ESE Endorsement Criteria

A learned society’s name and reputation are valuable assets. The value stems from the confidence that people have in that society, and this is built on the reputation the society has gained through its achievements, its objectivity and its status as a charity.

The trustees of ESE have a duty to make the best use of these assets and in practice this means putting assets to work to the best overall advantage of the charity, whilst safeguarding them against damage or loss of value.

It is very important that ESE has in place criteria and operational procedures which will ensure that the support it provides is proportionate and appropriate. The below criteria will help you determine whether your document (e.g. policy, statement, guideline), project (e.g. audit or research) or event (e.g. professional conference or meeting, training course) is suitable to be considered for endorsement and gives details of the procedure which we will follow to grant that endorsement.

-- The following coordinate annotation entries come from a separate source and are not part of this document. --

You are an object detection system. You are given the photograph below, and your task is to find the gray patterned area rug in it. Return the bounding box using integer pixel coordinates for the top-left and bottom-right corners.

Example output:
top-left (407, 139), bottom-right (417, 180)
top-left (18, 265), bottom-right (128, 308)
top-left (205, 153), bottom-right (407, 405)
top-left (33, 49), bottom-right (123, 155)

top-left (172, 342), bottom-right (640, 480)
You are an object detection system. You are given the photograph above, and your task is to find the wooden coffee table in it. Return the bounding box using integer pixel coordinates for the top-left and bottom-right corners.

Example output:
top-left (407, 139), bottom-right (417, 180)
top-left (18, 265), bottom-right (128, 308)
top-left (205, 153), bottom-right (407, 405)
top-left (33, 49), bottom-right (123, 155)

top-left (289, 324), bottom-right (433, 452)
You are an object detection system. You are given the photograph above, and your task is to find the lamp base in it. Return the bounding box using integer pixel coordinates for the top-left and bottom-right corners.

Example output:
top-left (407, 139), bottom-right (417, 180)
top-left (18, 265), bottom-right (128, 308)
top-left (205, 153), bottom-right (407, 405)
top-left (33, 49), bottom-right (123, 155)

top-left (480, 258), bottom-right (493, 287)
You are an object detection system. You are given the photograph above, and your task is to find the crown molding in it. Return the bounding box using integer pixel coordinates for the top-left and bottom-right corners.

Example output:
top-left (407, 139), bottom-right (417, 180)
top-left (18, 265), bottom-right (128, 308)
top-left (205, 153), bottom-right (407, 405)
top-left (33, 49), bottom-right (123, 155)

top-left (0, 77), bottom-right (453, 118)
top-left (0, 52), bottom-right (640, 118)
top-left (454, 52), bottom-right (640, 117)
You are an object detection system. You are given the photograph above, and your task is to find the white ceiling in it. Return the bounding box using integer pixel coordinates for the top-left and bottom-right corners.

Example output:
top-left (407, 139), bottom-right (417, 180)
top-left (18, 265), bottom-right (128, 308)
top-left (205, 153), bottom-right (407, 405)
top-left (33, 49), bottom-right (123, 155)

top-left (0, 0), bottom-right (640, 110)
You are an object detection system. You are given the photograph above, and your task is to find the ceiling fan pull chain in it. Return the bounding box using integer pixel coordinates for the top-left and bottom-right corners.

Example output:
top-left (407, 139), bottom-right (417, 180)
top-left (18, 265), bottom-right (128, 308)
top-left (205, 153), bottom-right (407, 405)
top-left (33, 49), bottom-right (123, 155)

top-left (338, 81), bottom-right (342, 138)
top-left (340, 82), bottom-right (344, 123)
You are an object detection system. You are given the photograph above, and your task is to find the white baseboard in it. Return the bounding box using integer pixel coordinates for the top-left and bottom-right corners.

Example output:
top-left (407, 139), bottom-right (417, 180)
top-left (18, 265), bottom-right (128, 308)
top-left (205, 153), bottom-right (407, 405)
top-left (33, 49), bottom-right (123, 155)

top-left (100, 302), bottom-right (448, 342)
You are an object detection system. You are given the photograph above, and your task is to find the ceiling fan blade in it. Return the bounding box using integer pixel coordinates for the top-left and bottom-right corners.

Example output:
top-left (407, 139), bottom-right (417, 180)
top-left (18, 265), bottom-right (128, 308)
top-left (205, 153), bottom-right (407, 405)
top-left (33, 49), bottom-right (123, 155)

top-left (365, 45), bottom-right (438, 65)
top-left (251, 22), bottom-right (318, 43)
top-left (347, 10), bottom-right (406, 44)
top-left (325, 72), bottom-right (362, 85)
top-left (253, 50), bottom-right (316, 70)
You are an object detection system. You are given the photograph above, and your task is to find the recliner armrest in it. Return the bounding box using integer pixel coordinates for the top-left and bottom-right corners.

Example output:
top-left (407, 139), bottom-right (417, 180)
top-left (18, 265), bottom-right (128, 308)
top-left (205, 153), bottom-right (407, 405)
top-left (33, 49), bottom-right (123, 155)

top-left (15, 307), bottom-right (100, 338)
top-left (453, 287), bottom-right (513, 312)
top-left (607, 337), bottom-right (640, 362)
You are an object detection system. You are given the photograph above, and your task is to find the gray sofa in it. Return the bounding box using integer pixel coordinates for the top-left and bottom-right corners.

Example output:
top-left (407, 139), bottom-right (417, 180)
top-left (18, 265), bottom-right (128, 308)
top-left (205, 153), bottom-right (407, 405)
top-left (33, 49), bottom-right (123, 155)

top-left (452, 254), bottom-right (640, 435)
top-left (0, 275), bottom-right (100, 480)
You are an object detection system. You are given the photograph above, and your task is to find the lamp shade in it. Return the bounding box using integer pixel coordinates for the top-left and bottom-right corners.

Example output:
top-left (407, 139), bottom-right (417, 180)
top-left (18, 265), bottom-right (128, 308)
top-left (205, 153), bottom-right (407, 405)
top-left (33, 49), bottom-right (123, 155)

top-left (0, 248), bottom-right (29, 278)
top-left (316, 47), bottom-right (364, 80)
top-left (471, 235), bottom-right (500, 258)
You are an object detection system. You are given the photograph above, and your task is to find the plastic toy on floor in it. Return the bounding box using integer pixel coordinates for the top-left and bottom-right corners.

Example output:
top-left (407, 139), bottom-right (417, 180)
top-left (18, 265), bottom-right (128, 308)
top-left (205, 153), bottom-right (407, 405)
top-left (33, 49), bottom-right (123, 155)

Requests for endorsement will in the first instance be referred to one of the European Society of Endocrinology’s committees – normally the Clinical, Science, Education or Publications Committee and subsequently to the Executive Committee if necessary.

Please note: ESE will only endorse meetings, projects or documents developed by non-commercial organisations where the scientific programme/content is completely independent from commercial influence.

General criteria

Requests for endorsement will only be considered if the following initial criteria are met:

  1. The proposed document, project or event will fit within the ESE’s aims, policies, strategies and values (http://www.ese-hormones.org/about).
  2. The proposed document, project or event will meet a need that can be clearly identified and will not conflict with any ESE document, project or event.
  3. Members of ESE and the general public will likely perceive the proposed document, project or event to confer an adequate level of public benefit.
  4. The document, project or event is not likely to generate complaints or criticisms against ESE; endorsement may still be awarded if the Society judges the particular cause worthy of such criticism or complaint.
  5. ESE will in general only consider requests to endorse specific initiatives; organisations as a whole are not usually endorsed.
  6. ESE will only endorse meetings developed by non-commercial organisations where the scientific programme is completely independent from commercial influence.
  7. ESE must have been approached early enough for it to have had input into the project or event. Bear in mind that the Society’s committees convene only two or three times a year and advice regarding timelines should be obtained from the ESE Office. However, requests for endorsement may be secured post hoc at the Society’s discretion.